Another way to think about it: would you trust me as a completely uneducated patient to be able to tell the difference between “PANIC!” and “arm jiggled a bit plus wrist is sweaty”? And if you would prefer your patients to check with you in such circumstances … wouldn’t you also want them to be sending you their EKGs rather than relying on the watch to tell them whether or not to panic?

b&
 
I'm aware that Apple doesn't claim to detect anything more than atrial arrythmias and bradycardia. A single-lead EKG could never detect a heart attack, even if analyzed by a trained physician - you'd need a multi-lead, preferably 12-lead, EKG for that. But arrhythmia can be determined from a single-lead EKG, and is regularly correctly interpreted by an EKG machine with processing power on par with a graphing calculator.

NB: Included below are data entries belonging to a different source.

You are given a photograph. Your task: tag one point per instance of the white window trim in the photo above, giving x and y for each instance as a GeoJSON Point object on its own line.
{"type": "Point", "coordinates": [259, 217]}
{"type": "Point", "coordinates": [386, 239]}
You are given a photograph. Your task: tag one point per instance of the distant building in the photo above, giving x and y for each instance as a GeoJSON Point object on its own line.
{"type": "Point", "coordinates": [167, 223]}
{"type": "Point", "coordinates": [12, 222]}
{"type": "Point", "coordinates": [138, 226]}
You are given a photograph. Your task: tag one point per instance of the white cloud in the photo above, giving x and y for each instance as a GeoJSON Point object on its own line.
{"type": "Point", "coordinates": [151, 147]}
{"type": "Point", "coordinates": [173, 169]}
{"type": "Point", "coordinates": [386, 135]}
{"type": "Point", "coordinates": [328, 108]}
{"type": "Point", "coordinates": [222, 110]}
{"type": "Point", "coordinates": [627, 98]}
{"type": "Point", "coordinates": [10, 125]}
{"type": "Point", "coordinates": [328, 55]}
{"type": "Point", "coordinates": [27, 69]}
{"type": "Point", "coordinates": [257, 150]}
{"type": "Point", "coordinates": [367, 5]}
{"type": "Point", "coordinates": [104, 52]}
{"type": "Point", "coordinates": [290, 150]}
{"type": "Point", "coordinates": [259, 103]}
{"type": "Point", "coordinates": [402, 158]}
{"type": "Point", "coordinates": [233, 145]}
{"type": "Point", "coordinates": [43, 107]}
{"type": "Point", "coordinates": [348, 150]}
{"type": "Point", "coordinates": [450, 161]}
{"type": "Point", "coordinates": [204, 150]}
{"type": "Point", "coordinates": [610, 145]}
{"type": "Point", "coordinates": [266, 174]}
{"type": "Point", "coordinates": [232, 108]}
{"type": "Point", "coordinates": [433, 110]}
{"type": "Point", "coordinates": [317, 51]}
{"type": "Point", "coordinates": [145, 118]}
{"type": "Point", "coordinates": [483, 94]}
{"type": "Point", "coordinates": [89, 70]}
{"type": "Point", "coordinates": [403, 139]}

Atrial fibrillation is actually much harder to see than a ventricular arrythmia. To give you an idea, normal sinus rhythm looks like what you see on every EKG icon, including the ones Apple uses for its apps. Ventricular fibrillation looks like a sine wave. The only hard part is that someone with a tremor or other rhythmic movement can create a pattern that looks similar.

Perhaps the issue is a practical one, in that people in chronic atrial fibrillation are easy to find and test on. In contrast to people with ventricular arrythmias, which we generally try to fix right away. But that could be accounted for by testing the software separately, feeding it tracings of arrythmias to judge its accuracy.